Apesar de achar a morte uma coisa tramada - porque nem nos perguntam quando queremos que acabe o jogo e desligam-nos, simplesmente, os cabos - nunca tive pena de um dia ter de morrer. Custou-me aceitar que os outros que morreram deixassem de estar comigo. Mas custou-me porque me faziam falta. Por isso suponho que seja puro egoísmo e não dor, amor, ou sentimento de injustiça "ai, que os bons vão sempre primeiro". Vai quem tem de ir e já não tinha o que fazer por cá, ainda que por vezes pareça que já não andamos por cá a fazer nada.
Às vezes até gostava de já ter morrido. Penso até que já podia ter morrido.

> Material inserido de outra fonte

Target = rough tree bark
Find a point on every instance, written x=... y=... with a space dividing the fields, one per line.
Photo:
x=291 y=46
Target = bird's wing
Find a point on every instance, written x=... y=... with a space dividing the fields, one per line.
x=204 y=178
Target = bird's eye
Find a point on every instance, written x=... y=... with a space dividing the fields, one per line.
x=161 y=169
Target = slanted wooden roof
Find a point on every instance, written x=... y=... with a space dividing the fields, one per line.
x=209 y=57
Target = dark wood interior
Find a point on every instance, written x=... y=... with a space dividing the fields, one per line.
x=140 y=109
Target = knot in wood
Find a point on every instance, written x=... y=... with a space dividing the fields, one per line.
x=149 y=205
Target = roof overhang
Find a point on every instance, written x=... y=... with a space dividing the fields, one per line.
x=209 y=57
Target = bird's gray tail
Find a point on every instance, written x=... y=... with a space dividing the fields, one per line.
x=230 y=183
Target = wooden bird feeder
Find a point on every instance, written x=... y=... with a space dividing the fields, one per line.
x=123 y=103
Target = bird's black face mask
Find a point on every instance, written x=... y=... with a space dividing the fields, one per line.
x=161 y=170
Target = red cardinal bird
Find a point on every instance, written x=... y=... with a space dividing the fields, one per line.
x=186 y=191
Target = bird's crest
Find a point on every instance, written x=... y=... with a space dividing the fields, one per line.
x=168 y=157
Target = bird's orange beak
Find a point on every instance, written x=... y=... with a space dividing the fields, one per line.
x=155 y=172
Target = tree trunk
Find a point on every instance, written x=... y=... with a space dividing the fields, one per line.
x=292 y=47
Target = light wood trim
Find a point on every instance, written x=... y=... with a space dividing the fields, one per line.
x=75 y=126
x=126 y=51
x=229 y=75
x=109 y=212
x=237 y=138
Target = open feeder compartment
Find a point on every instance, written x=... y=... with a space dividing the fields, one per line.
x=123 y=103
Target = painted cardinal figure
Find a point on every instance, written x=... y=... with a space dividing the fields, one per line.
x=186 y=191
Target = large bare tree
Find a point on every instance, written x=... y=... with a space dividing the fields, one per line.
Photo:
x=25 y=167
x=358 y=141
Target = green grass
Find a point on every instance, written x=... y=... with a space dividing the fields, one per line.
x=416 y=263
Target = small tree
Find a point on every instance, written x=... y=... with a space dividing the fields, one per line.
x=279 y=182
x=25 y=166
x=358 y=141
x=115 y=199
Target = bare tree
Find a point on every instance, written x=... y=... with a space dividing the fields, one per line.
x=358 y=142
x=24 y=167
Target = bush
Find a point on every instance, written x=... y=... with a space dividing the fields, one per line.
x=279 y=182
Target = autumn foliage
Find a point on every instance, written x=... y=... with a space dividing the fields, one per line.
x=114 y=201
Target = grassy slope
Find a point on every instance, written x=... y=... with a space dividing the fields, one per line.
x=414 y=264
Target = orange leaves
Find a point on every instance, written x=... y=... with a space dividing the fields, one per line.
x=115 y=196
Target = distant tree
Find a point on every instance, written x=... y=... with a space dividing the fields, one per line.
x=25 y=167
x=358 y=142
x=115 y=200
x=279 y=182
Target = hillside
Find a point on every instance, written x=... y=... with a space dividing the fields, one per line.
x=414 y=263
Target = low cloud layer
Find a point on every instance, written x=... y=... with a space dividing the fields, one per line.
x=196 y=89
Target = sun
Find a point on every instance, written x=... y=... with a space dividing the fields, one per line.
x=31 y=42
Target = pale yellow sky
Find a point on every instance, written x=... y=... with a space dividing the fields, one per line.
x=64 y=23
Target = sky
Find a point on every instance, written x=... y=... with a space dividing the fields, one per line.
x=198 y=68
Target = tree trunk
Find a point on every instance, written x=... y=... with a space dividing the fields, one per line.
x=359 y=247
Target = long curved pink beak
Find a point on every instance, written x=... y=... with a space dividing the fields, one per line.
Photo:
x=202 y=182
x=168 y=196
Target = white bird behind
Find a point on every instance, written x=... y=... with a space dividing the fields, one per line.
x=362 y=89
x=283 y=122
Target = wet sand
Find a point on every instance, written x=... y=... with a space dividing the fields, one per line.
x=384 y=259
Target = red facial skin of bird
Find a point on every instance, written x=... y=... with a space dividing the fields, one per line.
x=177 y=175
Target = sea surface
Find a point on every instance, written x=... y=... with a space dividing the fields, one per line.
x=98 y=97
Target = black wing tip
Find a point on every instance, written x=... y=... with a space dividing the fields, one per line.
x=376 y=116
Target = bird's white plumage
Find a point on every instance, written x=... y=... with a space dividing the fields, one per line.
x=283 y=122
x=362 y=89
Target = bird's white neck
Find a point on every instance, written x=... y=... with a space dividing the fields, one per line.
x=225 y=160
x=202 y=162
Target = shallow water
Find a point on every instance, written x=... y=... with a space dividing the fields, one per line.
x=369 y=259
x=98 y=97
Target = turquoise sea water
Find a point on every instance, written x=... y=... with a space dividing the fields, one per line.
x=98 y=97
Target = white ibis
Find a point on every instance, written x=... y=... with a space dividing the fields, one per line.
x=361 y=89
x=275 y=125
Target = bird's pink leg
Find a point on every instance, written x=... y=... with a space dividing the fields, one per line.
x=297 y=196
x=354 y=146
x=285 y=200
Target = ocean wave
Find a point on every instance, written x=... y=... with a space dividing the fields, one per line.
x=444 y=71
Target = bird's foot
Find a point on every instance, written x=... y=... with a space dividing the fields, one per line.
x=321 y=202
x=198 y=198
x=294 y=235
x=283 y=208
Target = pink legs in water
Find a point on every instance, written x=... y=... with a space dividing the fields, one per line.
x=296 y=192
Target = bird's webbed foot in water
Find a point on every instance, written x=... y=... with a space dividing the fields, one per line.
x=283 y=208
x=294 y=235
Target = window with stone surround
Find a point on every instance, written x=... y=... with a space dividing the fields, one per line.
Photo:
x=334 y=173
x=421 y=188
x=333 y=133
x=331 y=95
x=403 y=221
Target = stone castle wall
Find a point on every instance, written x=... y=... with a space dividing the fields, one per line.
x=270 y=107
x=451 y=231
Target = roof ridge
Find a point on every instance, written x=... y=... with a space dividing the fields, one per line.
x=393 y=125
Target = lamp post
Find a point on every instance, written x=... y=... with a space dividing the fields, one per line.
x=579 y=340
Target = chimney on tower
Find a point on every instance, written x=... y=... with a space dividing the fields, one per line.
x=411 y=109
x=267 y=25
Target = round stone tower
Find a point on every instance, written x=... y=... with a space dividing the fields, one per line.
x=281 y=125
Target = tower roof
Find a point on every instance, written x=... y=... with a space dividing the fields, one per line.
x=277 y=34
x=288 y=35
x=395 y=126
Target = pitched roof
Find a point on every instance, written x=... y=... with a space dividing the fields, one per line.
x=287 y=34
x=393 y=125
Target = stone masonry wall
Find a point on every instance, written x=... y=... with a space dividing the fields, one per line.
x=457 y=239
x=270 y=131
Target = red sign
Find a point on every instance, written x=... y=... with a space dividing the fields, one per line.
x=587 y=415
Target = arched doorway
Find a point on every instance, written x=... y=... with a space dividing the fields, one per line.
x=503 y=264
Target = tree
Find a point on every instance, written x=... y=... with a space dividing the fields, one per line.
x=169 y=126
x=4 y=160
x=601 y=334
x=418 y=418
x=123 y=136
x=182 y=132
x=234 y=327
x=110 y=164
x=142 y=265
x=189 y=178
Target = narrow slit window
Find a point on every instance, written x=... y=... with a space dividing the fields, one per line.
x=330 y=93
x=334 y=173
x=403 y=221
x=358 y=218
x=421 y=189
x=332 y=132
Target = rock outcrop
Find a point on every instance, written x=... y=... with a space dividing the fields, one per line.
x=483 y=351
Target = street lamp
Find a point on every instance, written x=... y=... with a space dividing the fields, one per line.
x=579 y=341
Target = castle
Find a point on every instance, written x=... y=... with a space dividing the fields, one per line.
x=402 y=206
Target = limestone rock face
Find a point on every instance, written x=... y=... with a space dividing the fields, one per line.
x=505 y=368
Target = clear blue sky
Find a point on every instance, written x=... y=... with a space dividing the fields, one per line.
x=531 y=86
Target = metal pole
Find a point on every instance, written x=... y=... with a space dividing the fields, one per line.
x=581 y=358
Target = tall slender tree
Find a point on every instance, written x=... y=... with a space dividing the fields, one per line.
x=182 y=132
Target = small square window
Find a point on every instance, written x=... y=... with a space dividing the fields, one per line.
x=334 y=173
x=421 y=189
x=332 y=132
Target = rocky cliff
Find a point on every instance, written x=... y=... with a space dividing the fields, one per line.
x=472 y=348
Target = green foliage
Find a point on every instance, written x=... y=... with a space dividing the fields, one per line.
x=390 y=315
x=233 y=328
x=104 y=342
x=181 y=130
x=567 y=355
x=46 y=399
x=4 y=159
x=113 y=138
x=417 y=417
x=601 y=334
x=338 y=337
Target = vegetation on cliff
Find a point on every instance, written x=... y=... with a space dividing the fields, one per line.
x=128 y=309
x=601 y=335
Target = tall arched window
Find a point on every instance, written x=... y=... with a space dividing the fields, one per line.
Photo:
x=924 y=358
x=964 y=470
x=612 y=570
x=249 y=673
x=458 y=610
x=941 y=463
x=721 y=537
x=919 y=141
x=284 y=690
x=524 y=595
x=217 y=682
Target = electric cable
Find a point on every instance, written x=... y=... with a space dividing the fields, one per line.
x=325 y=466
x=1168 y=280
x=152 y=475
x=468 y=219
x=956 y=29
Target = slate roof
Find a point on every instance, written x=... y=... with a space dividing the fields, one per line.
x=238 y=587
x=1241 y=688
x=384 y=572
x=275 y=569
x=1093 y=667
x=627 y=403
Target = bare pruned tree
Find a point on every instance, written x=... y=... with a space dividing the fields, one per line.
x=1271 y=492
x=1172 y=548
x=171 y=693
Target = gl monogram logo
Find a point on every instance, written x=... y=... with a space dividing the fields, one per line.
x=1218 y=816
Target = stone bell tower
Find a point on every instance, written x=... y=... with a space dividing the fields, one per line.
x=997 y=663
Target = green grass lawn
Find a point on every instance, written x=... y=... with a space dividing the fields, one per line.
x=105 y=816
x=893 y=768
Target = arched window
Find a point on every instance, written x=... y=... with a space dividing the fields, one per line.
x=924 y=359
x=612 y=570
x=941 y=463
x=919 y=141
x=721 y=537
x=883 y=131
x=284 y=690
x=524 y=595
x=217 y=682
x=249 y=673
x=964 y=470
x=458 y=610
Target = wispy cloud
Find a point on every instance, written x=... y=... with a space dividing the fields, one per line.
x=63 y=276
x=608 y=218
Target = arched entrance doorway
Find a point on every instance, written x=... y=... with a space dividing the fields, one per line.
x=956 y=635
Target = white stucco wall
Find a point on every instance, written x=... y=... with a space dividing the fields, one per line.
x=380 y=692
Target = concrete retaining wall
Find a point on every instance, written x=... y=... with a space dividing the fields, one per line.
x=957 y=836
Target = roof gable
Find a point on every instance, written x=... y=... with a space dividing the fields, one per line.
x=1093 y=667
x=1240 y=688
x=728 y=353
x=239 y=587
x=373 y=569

Em alguns fases da minha vida podia ter acontecido esse momento, de um modo mais ou menos natural. De uma maneira mais ou menos desinteressante e sem marcas. Poderia já ter partido, sem ninguém se assoberbar. Sem grandes choros ou condolências, porque a vida continua para todos os que cá ficam. Podia ter sido pacífico e o assunto já estava despachado. E hoje era um bom dia para morrer, porque não estou a fazer nada. Nada que seja importante para mim ou para os outros. Não passo de um peão que gira no tabuleiro de xadrez apenas a tentar escapar-se. Mas os peões são sempre aqueles que vão à frente para ser comidos não é? Pois, devia então tentar ser a Rainha, mas a diversão não é a mesma. Mas não podemos ser todos peças-chave a alguns lá têm de ir à frente e findar-se para que outros por cá continuem. Mas certo é que todos temos o dia marcado para morrer.
E hoje até podia ser um bom dia para morrer porque está cinzento. É que quando eu morrer, quero que as pessoas fiquem tristes e isso não se compadeceria com os raios de Sol. Queria morrer hoje porque não daria trabalho a ninguém. Morreria sozinha, em casa, nesta casa que só me tem a mim e ninguém mais para cuidar. Morreria solenemente só. Morreria a dormir. Assim o desejamos todos.
Amanhã dariam comigo sem expressão no rosto, abandonada ao momento de solidão que me viu partir.
Tratariam de mim, pela primeira vez em muitos anos, melhor do que nos trinta anos que vivi.
Voltar-me-iam a dar as atenções de quando nasci e me celebraram a chegada ao mundo. 

Ao ver a luz - num foco que nasce ao fundo de um túnel negro como Ébano - descola-se-me a carne dos ossos e fico com vontade de partir.
Afinal de contas, o único bilhete que tínhamos como certo quando nascemos era o da partida.